Hobby Lobby was voluntarily providing health insurance before the PPACA. Now Obamacare has deemed that coverage inadequate. Hobby Lobby is left with the option of no longer offering health insurance and paying a tax that is less than the cost of the benefits or violating their personal beliefs.
Justices Sotomayor and Kagan seem to support this option. How is losing their employer subsidized benefits and being forced into policies from the exchanges or facing taxes in the best interest of the employees?
The employer mandate is not a tax … it is a penalty … the Supremes did not rule on the employer manadte 🙂
In my country you pay for your own prescriptions. There is a scheme called PBS which means that scripts on the list get covered for the difference between the mandated co-payment which is now close to $40 and the real price. There are lots of medications not covered. Health funds are not allowed to cover any script that is not on the list but less than the co-payment. They are only allowed to refund the difference between the cost of the script and the co-payment.

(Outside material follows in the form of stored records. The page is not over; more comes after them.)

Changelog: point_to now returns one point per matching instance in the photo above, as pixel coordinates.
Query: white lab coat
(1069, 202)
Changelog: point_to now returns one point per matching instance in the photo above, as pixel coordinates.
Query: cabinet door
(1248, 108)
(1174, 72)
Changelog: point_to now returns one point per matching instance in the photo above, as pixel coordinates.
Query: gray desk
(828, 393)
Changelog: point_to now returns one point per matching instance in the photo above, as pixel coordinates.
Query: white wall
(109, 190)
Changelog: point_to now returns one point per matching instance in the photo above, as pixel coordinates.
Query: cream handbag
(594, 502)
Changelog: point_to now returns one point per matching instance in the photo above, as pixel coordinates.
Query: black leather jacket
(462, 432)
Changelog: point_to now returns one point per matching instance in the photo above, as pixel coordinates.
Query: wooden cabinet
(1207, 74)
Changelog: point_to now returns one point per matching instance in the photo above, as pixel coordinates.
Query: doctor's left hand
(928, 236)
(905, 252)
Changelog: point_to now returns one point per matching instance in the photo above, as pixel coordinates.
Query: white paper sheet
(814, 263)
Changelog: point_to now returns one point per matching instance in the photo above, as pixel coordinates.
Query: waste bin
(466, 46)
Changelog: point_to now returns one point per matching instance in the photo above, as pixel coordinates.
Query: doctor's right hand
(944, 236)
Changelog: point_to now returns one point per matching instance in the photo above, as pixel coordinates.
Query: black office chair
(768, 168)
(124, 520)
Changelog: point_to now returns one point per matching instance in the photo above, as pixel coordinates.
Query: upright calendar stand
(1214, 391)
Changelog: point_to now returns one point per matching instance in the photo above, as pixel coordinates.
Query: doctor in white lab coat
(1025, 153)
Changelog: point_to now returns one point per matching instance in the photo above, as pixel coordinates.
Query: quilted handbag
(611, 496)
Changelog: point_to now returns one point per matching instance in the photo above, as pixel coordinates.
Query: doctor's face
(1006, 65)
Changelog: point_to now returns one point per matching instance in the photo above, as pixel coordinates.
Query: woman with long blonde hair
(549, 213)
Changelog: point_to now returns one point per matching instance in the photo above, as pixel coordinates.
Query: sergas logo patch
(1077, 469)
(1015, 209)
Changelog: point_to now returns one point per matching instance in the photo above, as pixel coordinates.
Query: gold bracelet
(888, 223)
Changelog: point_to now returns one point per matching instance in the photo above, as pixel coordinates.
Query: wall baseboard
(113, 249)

The point I am making is that the person wanting the script is responsible for paying for the script, not the insurance company or the employer.
BTW we have fewer employer funded schemes.
6/3 for Hobby Lobby
US v Castleman opinion came down today. A misdemeanor DV conviction is now a crime of violence no matter how slight the contact was. This costs most of the convicts their Second Amendment rights even if they never used a firearm in a criminal or threatening manner.
At this rate, they won’t need to repeal the Second Amendment.